45 - (D) Ho intenzione di avviare un'attività ricettiva nella forma dell'affittacamere. Vorrei sapere se per tale attività è ammissibile la spesa per l'acquisto della cucina per la somministrazione delle colazioni.

(R)
La forma ricettiva dell'affittacamere non prevede la somministrazione della colazione. In particolare, la Legge Regionale 11/1999, all'art.46 prevede che: "Sono esercizi di affittacamere le strutture composte da non più di sei camere, ubicate in non più di due appartamenti, ammobiliati, in uno stesso stabile, nei quali sono forniti alloggio e, eventualmente, servizi complementari, come la ristorazione se svolta dal medesimo titolare di esercizio."
Tale norma, pertanto, prevede come servizio complementare la ristorazione, configurando l'attività come quella di "Locanda", ma non prevede la somministrazione della colazione che non deve essere confusa con la ristorazione.
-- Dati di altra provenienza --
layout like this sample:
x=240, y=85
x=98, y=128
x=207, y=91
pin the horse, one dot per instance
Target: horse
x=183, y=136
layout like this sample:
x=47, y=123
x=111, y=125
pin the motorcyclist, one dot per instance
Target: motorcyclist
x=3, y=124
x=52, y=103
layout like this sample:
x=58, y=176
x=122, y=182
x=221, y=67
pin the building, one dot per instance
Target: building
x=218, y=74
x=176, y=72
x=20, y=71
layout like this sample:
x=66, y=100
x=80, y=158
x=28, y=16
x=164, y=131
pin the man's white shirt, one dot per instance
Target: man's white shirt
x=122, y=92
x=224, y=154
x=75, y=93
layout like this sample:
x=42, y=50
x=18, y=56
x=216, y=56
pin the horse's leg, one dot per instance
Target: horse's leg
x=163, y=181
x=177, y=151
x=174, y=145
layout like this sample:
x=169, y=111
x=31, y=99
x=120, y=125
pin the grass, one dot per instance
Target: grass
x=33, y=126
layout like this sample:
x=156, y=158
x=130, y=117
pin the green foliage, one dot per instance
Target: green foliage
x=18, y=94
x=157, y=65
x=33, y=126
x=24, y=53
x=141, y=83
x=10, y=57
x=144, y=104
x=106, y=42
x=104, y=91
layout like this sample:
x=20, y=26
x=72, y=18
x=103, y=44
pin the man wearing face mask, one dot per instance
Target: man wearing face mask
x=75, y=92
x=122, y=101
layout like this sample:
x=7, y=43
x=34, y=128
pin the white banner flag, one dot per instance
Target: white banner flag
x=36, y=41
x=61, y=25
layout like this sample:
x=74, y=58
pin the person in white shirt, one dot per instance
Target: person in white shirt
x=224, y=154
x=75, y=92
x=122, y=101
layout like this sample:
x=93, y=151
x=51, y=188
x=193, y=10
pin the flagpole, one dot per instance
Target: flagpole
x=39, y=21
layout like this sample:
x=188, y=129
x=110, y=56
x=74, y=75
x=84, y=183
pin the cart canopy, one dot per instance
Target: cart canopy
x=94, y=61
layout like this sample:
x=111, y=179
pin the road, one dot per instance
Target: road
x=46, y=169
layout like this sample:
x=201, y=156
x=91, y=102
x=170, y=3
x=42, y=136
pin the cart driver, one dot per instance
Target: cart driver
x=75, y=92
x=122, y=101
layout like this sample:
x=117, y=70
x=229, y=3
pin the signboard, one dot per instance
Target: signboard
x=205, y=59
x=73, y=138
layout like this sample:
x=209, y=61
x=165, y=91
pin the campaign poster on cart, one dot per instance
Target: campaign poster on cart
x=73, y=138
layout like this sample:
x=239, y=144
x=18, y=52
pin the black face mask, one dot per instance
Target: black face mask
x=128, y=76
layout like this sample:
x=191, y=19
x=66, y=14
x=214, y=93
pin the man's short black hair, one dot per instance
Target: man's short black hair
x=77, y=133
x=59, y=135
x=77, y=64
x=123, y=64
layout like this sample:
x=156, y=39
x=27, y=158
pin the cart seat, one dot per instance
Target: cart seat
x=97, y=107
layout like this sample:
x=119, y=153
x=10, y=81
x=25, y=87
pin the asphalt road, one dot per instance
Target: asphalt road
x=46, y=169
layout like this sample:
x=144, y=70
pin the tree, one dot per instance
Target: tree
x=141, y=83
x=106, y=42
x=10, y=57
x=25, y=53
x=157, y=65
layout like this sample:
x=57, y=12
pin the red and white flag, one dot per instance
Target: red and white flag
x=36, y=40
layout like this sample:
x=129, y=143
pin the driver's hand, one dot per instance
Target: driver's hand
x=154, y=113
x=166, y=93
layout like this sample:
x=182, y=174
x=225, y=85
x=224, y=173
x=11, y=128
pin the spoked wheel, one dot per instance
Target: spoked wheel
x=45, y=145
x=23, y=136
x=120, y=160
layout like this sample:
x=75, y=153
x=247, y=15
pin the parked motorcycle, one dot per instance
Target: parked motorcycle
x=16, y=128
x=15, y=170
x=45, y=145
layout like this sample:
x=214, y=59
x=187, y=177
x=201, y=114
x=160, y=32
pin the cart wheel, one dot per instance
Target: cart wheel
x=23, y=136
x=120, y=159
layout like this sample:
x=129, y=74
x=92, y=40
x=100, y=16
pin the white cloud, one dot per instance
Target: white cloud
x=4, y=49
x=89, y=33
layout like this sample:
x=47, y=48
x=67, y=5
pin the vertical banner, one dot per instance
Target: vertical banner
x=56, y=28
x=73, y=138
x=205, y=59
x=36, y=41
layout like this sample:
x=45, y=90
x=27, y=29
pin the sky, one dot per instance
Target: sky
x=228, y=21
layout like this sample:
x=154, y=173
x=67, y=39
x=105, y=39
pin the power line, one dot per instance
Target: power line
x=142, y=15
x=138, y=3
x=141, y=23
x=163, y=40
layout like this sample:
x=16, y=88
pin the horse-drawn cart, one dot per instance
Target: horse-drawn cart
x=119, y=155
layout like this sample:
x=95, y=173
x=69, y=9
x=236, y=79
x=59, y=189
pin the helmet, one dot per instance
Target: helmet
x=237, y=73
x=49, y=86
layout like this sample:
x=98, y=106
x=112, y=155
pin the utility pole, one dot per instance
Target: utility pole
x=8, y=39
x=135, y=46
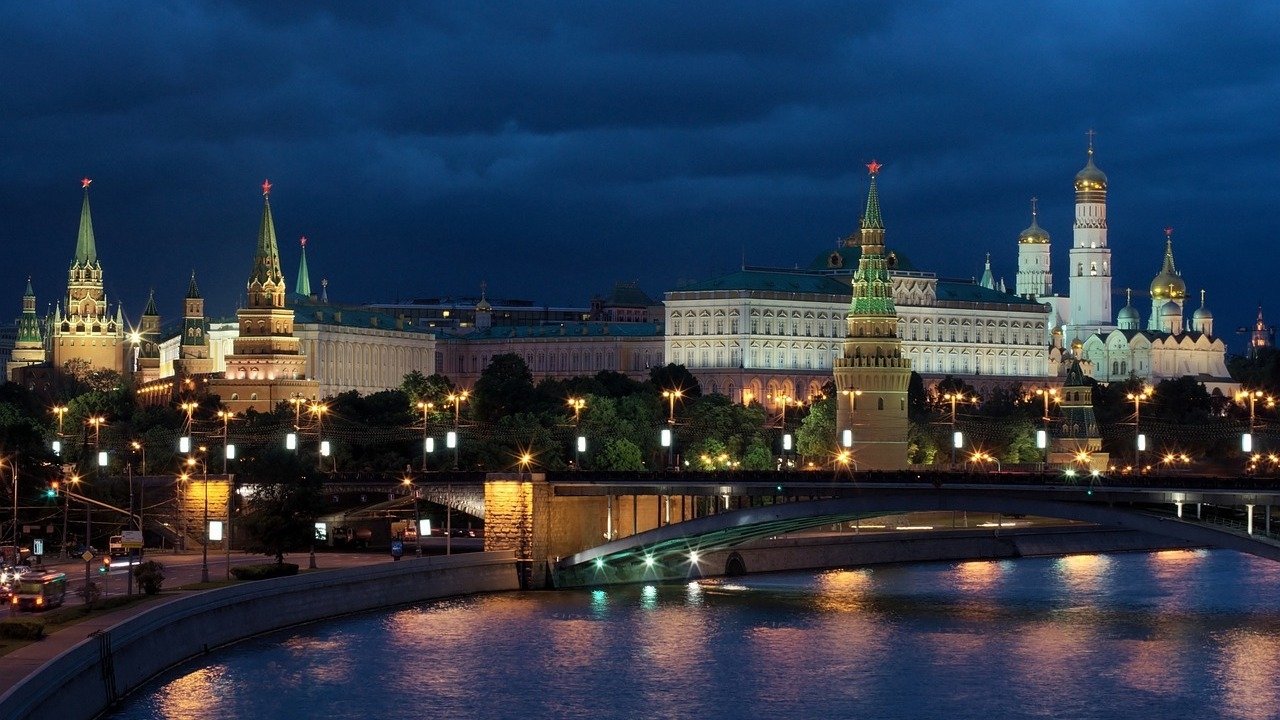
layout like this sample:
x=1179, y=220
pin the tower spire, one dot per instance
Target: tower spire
x=86, y=250
x=266, y=282
x=872, y=217
x=304, y=285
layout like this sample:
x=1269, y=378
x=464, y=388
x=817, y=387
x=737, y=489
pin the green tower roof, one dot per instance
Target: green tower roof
x=304, y=286
x=86, y=250
x=266, y=258
x=872, y=218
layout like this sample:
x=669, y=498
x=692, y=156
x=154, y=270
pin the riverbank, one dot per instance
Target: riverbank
x=823, y=551
x=123, y=651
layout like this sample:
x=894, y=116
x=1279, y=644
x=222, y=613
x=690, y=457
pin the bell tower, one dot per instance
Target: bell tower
x=872, y=374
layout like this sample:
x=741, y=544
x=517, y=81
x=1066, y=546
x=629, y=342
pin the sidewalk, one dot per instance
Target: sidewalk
x=23, y=661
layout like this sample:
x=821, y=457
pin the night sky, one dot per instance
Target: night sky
x=554, y=149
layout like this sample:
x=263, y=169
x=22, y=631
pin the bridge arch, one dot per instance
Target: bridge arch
x=667, y=552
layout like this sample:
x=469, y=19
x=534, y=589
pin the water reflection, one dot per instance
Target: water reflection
x=1083, y=637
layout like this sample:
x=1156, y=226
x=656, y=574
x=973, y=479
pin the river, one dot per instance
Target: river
x=1165, y=634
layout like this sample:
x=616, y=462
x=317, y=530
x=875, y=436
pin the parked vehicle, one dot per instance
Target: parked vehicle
x=40, y=592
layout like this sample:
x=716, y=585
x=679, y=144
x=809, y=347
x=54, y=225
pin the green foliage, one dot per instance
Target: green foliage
x=817, y=434
x=618, y=454
x=922, y=443
x=280, y=514
x=150, y=577
x=758, y=458
x=22, y=629
x=264, y=572
x=504, y=387
x=675, y=377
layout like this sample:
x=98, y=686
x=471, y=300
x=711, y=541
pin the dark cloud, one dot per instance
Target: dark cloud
x=552, y=149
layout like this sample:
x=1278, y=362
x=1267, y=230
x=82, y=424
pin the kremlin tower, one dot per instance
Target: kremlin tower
x=872, y=374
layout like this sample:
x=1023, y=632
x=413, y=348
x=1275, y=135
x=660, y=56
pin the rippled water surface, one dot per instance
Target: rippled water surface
x=1170, y=634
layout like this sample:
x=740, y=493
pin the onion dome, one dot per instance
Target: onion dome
x=1169, y=283
x=1202, y=313
x=1091, y=178
x=1033, y=235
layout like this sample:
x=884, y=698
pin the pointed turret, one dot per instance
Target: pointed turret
x=872, y=374
x=988, y=281
x=86, y=249
x=266, y=281
x=304, y=286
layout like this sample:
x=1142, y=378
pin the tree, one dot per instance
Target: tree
x=280, y=515
x=618, y=454
x=817, y=433
x=675, y=377
x=504, y=387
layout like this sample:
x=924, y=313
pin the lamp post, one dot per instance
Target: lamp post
x=204, y=545
x=318, y=410
x=952, y=397
x=1138, y=397
x=224, y=415
x=417, y=518
x=672, y=396
x=577, y=404
x=425, y=408
x=1253, y=396
x=457, y=399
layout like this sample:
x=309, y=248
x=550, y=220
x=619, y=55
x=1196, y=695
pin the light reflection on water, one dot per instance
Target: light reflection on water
x=1087, y=637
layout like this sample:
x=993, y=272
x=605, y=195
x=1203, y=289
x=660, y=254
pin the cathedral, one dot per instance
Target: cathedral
x=1118, y=347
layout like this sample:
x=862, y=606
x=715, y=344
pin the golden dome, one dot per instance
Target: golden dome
x=1091, y=178
x=1169, y=283
x=1033, y=235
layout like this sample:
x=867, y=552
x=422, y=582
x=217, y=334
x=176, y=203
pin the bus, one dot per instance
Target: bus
x=40, y=592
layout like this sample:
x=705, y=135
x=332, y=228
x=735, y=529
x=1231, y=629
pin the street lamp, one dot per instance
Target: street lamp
x=1138, y=397
x=417, y=518
x=1253, y=396
x=577, y=404
x=225, y=415
x=319, y=409
x=60, y=410
x=204, y=545
x=672, y=396
x=425, y=408
x=457, y=399
x=952, y=397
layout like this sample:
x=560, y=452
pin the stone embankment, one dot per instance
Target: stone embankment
x=85, y=680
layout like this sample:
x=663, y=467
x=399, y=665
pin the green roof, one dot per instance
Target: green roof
x=846, y=259
x=958, y=291
x=772, y=281
x=560, y=329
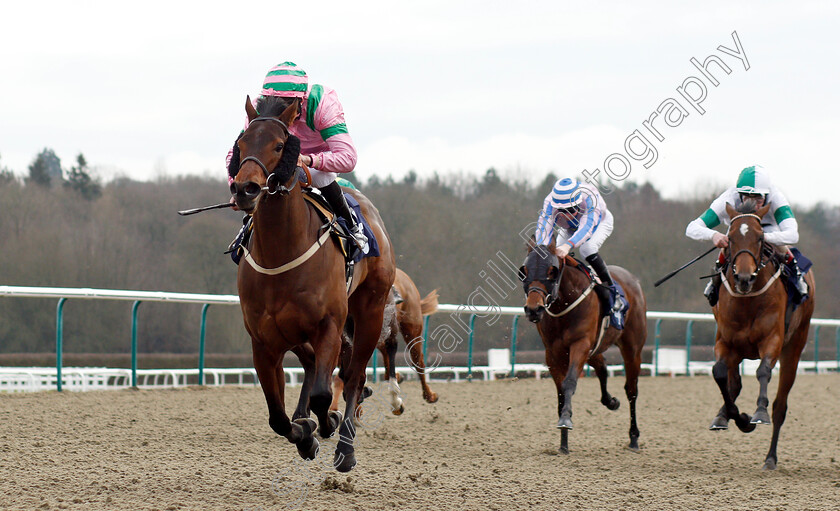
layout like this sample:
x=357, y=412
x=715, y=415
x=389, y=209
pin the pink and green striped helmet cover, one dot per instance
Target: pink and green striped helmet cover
x=285, y=80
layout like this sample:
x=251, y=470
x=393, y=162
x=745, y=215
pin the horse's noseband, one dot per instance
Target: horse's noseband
x=760, y=261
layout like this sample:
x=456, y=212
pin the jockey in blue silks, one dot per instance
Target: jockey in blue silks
x=583, y=221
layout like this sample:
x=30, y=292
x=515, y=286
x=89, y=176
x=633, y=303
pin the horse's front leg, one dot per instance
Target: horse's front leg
x=326, y=346
x=306, y=355
x=578, y=353
x=558, y=366
x=600, y=366
x=721, y=421
x=763, y=374
x=725, y=362
x=299, y=432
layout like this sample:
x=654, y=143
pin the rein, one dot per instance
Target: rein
x=554, y=298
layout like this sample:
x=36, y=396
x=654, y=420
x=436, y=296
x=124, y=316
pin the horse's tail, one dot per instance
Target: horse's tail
x=428, y=305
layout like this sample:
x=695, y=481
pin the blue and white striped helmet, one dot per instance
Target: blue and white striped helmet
x=567, y=194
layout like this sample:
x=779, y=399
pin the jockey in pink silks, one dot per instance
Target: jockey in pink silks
x=325, y=144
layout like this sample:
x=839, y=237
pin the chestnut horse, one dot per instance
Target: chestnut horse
x=570, y=318
x=750, y=319
x=292, y=286
x=405, y=318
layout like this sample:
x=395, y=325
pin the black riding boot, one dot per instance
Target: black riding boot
x=600, y=268
x=332, y=192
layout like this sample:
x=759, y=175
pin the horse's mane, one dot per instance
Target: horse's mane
x=748, y=206
x=272, y=106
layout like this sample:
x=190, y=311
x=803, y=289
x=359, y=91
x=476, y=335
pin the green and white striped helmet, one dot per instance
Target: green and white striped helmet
x=753, y=180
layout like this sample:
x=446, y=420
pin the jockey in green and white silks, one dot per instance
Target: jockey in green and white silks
x=780, y=226
x=583, y=221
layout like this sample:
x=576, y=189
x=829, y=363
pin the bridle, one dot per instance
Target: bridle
x=760, y=261
x=271, y=185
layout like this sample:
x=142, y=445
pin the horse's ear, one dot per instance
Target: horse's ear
x=290, y=113
x=249, y=109
x=731, y=211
Qualora intenda nell'attività ricettiva somministrare le colazioni, l'attività sarà riconducibile a quella del B&B, con il conseguente obbligo di riservare al domicilio del titolare una camera con relativo servizio igienico.
Per le attività di affittacamere, potrebbe essere ammesso l'acquisto di beni limitati esclusivamente a scaldare in autonomia alimenti aituristi (ad esempio un forno a microonde o scaldabiberon), ma non una cucina completa.
44 - (D) Per l'avvio di una attività di ristorazione con cucina, si richiede se un soggetto che ha maturato 6 mesi di esperienza con un periodo di Tirocinio di Inserimento lavorativo (documentabile attraverso contratto di lavoro e buste paga) disponga dei requisiti previsti dall'art.3, comma 4 dell'Avviso.

(R)
In considerazione del fatto che la prescrizione di tale articolo è finalizzata a concedere le agevolazioni della misura Nidi nell'ambito della ristorazione esclusivamente a soggetti con comprovanta esperienza nel settore o qualifica, si ritiene che la fattispecie ipotizzata sia compatibile con le previsioni dell'Avviso.